Attending: Alex, Satish, Susan, Dominick, OPOS, Joseph, Paul Rojas, Enrique, Kanika, Bruno
We're planning on tagging and testing the prod2reco release today. However, production will only start if it works (using production tests for that) and if we get the signs off on analysis groups. The main limitation for that is the lack of near detector MC.
The main concern on this tag is whether to include subrun level masking. Alex will poke Jon Paley on this matter today and come with an answer.

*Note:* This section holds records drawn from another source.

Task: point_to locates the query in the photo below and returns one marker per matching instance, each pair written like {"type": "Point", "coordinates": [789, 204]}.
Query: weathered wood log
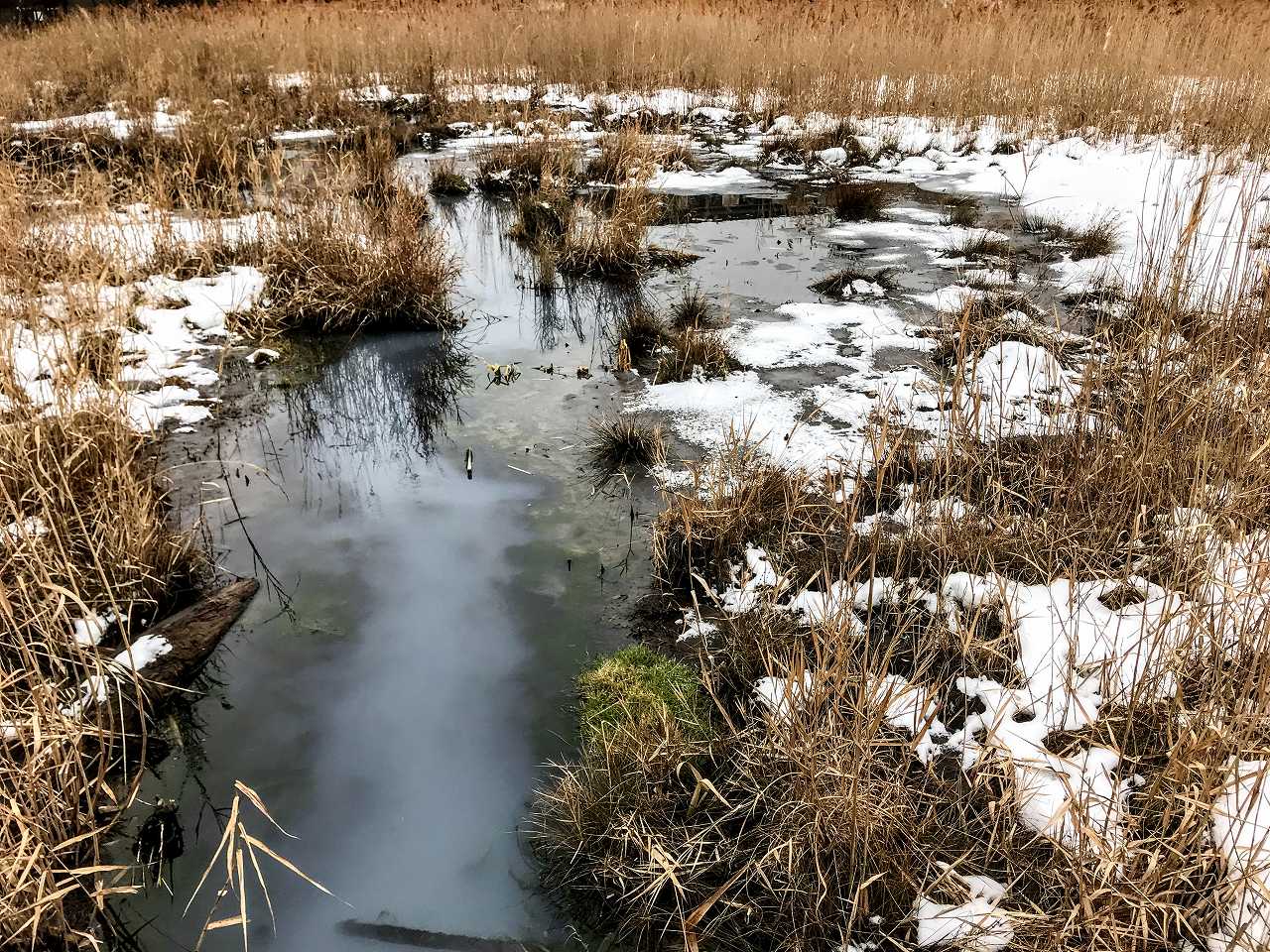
{"type": "Point", "coordinates": [193, 634]}
{"type": "Point", "coordinates": [423, 938]}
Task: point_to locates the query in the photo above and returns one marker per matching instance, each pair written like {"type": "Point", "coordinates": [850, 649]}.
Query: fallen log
{"type": "Point", "coordinates": [191, 635]}
{"type": "Point", "coordinates": [423, 938]}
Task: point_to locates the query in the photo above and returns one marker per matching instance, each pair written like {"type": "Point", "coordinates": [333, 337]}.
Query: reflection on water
{"type": "Point", "coordinates": [397, 716]}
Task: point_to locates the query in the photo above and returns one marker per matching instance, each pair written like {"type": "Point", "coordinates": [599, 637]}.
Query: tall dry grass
{"type": "Point", "coordinates": [1118, 64]}
{"type": "Point", "coordinates": [815, 824]}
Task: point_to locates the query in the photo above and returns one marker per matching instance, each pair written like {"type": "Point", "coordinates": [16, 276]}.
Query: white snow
{"type": "Point", "coordinates": [724, 181]}
{"type": "Point", "coordinates": [143, 653]}
{"type": "Point", "coordinates": [974, 924]}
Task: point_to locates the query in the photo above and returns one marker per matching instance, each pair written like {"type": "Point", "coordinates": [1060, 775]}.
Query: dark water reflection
{"type": "Point", "coordinates": [395, 694]}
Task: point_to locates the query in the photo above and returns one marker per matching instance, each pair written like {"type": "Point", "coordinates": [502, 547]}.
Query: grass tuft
{"type": "Point", "coordinates": [324, 275]}
{"type": "Point", "coordinates": [860, 200]}
{"type": "Point", "coordinates": [962, 211]}
{"type": "Point", "coordinates": [447, 181]}
{"type": "Point", "coordinates": [694, 352]}
{"type": "Point", "coordinates": [691, 309]}
{"type": "Point", "coordinates": [1096, 239]}
{"type": "Point", "coordinates": [622, 445]}
{"type": "Point", "coordinates": [639, 690]}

We're running well under quota onsite but very well offsite, so Alex suggests that we continue the ND MC generation offsite aggressively. The main consequence of the lack of onsite resources is that we probably won't have as many cosmics as wanted. In any case, OPOS will run as many as possible over the next month.
Many idling jobs onsite¶
There are issues trying to correctly configure the new GPGrid that are affecting all the experiments. As a consequence, the number of available slots is small. People are already working on this since 9:00 this morning. The good news is that this only affects Fermigrid. The number of jobs offsite was very good, several thousand. So the recommendation is to run as much as possible offsite and ask for lots of slots.

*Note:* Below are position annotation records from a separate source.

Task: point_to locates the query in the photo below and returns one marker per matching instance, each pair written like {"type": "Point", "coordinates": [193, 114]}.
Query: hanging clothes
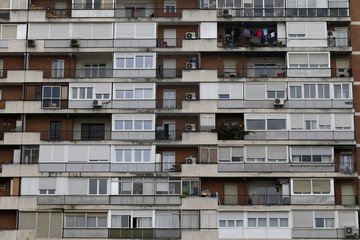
{"type": "Point", "coordinates": [259, 33]}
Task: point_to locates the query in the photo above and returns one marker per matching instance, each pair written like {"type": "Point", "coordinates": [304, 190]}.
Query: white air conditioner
{"type": "Point", "coordinates": [190, 160]}
{"type": "Point", "coordinates": [190, 96]}
{"type": "Point", "coordinates": [226, 12]}
{"type": "Point", "coordinates": [74, 43]}
{"type": "Point", "coordinates": [190, 35]}
{"type": "Point", "coordinates": [190, 65]}
{"type": "Point", "coordinates": [350, 231]}
{"type": "Point", "coordinates": [97, 103]}
{"type": "Point", "coordinates": [190, 127]}
{"type": "Point", "coordinates": [278, 102]}
{"type": "Point", "coordinates": [31, 42]}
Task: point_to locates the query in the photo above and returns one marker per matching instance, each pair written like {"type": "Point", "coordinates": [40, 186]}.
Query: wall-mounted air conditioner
{"type": "Point", "coordinates": [190, 96]}
{"type": "Point", "coordinates": [190, 160]}
{"type": "Point", "coordinates": [190, 127]}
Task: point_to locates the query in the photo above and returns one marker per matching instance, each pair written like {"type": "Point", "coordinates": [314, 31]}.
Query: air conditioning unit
{"type": "Point", "coordinates": [190, 127]}
{"type": "Point", "coordinates": [278, 102]}
{"type": "Point", "coordinates": [190, 160]}
{"type": "Point", "coordinates": [74, 43]}
{"type": "Point", "coordinates": [350, 231]}
{"type": "Point", "coordinates": [97, 103]}
{"type": "Point", "coordinates": [226, 12]}
{"type": "Point", "coordinates": [190, 96]}
{"type": "Point", "coordinates": [190, 35]}
{"type": "Point", "coordinates": [190, 65]}
{"type": "Point", "coordinates": [31, 43]}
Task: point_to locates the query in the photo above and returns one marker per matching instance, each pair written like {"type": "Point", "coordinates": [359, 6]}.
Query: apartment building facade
{"type": "Point", "coordinates": [179, 119]}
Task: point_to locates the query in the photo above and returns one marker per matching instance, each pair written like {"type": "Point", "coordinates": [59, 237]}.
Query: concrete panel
{"type": "Point", "coordinates": [133, 135]}
{"type": "Point", "coordinates": [230, 104]}
{"type": "Point", "coordinates": [230, 167]}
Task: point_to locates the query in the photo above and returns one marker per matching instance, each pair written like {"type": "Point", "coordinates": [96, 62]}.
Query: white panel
{"type": "Point", "coordinates": [39, 31]}
{"type": "Point", "coordinates": [296, 27]}
{"type": "Point", "coordinates": [45, 154]}
{"type": "Point", "coordinates": [145, 30]}
{"type": "Point", "coordinates": [208, 30]}
{"type": "Point", "coordinates": [208, 90]}
{"type": "Point", "coordinates": [81, 30]}
{"type": "Point", "coordinates": [316, 30]}
{"type": "Point", "coordinates": [99, 152]}
{"type": "Point", "coordinates": [77, 153]}
{"type": "Point", "coordinates": [103, 88]}
{"type": "Point", "coordinates": [255, 152]}
{"type": "Point", "coordinates": [59, 31]}
{"type": "Point", "coordinates": [102, 30]}
{"type": "Point", "coordinates": [58, 154]}
{"type": "Point", "coordinates": [21, 31]}
{"type": "Point", "coordinates": [125, 30]}
{"type": "Point", "coordinates": [231, 215]}
{"type": "Point", "coordinates": [255, 91]}
{"type": "Point", "coordinates": [236, 91]}
{"type": "Point", "coordinates": [29, 186]}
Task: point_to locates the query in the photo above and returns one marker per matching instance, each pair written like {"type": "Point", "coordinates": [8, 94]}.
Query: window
{"type": "Point", "coordinates": [295, 92]}
{"type": "Point", "coordinates": [346, 164]}
{"type": "Point", "coordinates": [102, 96]}
{"type": "Point", "coordinates": [276, 124]}
{"type": "Point", "coordinates": [255, 124]}
{"type": "Point", "coordinates": [231, 223]}
{"type": "Point", "coordinates": [257, 222]}
{"type": "Point", "coordinates": [323, 91]}
{"type": "Point", "coordinates": [309, 91]}
{"type": "Point", "coordinates": [190, 187]}
{"type": "Point", "coordinates": [31, 154]}
{"type": "Point", "coordinates": [82, 93]}
{"type": "Point", "coordinates": [324, 222]}
{"type": "Point", "coordinates": [51, 97]}
{"type": "Point", "coordinates": [278, 222]}
{"type": "Point", "coordinates": [143, 93]}
{"type": "Point", "coordinates": [90, 220]}
{"type": "Point", "coordinates": [47, 191]}
{"type": "Point", "coordinates": [124, 94]}
{"type": "Point", "coordinates": [224, 96]}
{"type": "Point", "coordinates": [138, 62]}
{"type": "Point", "coordinates": [55, 130]}
{"type": "Point", "coordinates": [310, 124]}
{"type": "Point", "coordinates": [342, 90]}
{"type": "Point", "coordinates": [97, 186]}
{"type": "Point", "coordinates": [120, 221]}
{"type": "Point", "coordinates": [57, 69]}
{"type": "Point", "coordinates": [95, 70]}
{"type": "Point", "coordinates": [275, 94]}
{"type": "Point", "coordinates": [92, 131]}
{"type": "Point", "coordinates": [170, 6]}
{"type": "Point", "coordinates": [312, 186]}
{"type": "Point", "coordinates": [92, 4]}
{"type": "Point", "coordinates": [1, 68]}
{"type": "Point", "coordinates": [123, 155]}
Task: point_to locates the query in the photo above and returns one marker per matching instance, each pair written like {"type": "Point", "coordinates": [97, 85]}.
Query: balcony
{"type": "Point", "coordinates": [301, 135]}
{"type": "Point", "coordinates": [108, 200]}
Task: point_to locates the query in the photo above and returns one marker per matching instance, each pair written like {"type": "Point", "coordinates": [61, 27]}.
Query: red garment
{"type": "Point", "coordinates": [259, 33]}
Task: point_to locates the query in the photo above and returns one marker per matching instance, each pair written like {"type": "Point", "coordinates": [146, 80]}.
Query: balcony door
{"type": "Point", "coordinates": [169, 68]}
{"type": "Point", "coordinates": [231, 194]}
{"type": "Point", "coordinates": [169, 99]}
{"type": "Point", "coordinates": [170, 37]}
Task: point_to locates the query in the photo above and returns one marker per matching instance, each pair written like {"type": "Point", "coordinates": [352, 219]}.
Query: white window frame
{"type": "Point", "coordinates": [171, 4]}
{"type": "Point", "coordinates": [98, 186]}
{"type": "Point", "coordinates": [58, 70]}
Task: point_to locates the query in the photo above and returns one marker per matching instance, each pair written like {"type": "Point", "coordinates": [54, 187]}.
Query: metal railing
{"type": "Point", "coordinates": [249, 71]}
{"type": "Point", "coordinates": [299, 199]}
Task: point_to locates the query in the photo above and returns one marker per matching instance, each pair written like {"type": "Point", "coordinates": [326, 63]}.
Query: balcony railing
{"type": "Point", "coordinates": [268, 199]}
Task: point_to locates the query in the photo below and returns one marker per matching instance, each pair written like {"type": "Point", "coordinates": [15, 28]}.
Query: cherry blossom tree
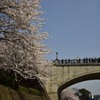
{"type": "Point", "coordinates": [21, 39]}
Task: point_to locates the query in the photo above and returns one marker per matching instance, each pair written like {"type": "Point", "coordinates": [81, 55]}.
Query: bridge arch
{"type": "Point", "coordinates": [91, 76]}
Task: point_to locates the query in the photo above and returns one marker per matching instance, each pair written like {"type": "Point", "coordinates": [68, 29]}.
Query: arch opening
{"type": "Point", "coordinates": [93, 76]}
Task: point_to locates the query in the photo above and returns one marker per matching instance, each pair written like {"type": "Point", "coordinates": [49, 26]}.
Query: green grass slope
{"type": "Point", "coordinates": [7, 93]}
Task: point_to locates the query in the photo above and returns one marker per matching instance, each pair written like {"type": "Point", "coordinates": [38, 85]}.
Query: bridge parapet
{"type": "Point", "coordinates": [78, 61]}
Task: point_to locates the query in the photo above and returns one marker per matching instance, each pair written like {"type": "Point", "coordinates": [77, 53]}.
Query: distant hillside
{"type": "Point", "coordinates": [22, 93]}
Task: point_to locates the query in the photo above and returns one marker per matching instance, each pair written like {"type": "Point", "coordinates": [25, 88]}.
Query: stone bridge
{"type": "Point", "coordinates": [68, 72]}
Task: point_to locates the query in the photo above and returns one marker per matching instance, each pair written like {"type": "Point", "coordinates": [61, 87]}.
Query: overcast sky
{"type": "Point", "coordinates": [75, 28]}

It was working fine for a while, but when I tried to submit more jobs it started to kill all of them, even the ones that were running OK. Since the server was always below 30% load, Chris thought this should be yet another case of auto blocker triggering, given that we modified the address of the LEM server and they probably didn't include it in the exceptions. Chris opened a ticket about this and should be resolved soon.
It was not performing well over the weekend, but after restarting things seem to look better. We will need to keep an eye on it for a longer period of time to be sure this is fixed.
FD MC reco filenames collision¶
Files are created with a name including nogenierw instead of none. There's nothing too suspicious in the logs yet, but the changes in NovaGridUtils might be culprit. Draining datasets were not run according to Enrique, so it's still unclear what could have caused this. Alex recommends excluding them in the definitions by name. Also, we will retire the colliding files.
Pidparts and reco ignored by FTS¶
Apparently this is due to the output tier outreco:reco getting switched with pid. Essentially, the parsing of outTiers has not worked as expected in the metadata. Satish and Alex will look at this, first by fixing the bug in submit_nova_art.py and second to find a way to use these files without having to produce everything from scratch. Satish will fix the issue, Paul will send definitions around and Alex will try and find a solution to the metadata so the right files are in the right place. This is a very broad issue, but a possible solution would be adding outpid and outreco to the list of valid tiers.
Any other issues¶
Enrique will hold on LEM+CAF until the auto block issue is resolved
Second analysis tag¶
The plan is to tag prod2reco but only once we figure out the problems. The deadline for commits is today, so we can see the outcome of the production tests tonight. This is going to need creating a new development build, since Jon's commits happened after the nightly build was done.
Subrun to subrun masking¶
Alex will get Jon's opinion on this. If we feel that this isn't stable enough for production, the alternative will be to use the data quality approach. It's not as good in recovering data, but it's still better than losing 15% of the total POT.
Calibration UPS product¶
Matthew's problem to create a UPS product is due to a lack of free space in tmp. Kanika will talk to him to find a solution.
ND NuMI data¶
On hold until LEM server issues are resolved. Will use this as a benchmark to test producing decafs based on limited CAFs. This will be a need once we have all the ND Monte Carlo
FD cosmic data¶
Still not much progress due to memory issues. Even getting rid of the memory limit they still fail with bad_alloc. Only one of the jobs failed with information on the memory tracer dump. Apparently, the break point fitter energy estimator is using 1.1 GB at startup. A possible solution would be to get rid of BPF for the cosmics, given that this is not going to the main analysis. Joseph and Dominick are going to report on different memory tests and analyses which might help providing more sense into the actual figures. Satish also suggests that there might be some implicit virtual memory limit somewhere and that we're not overriding it.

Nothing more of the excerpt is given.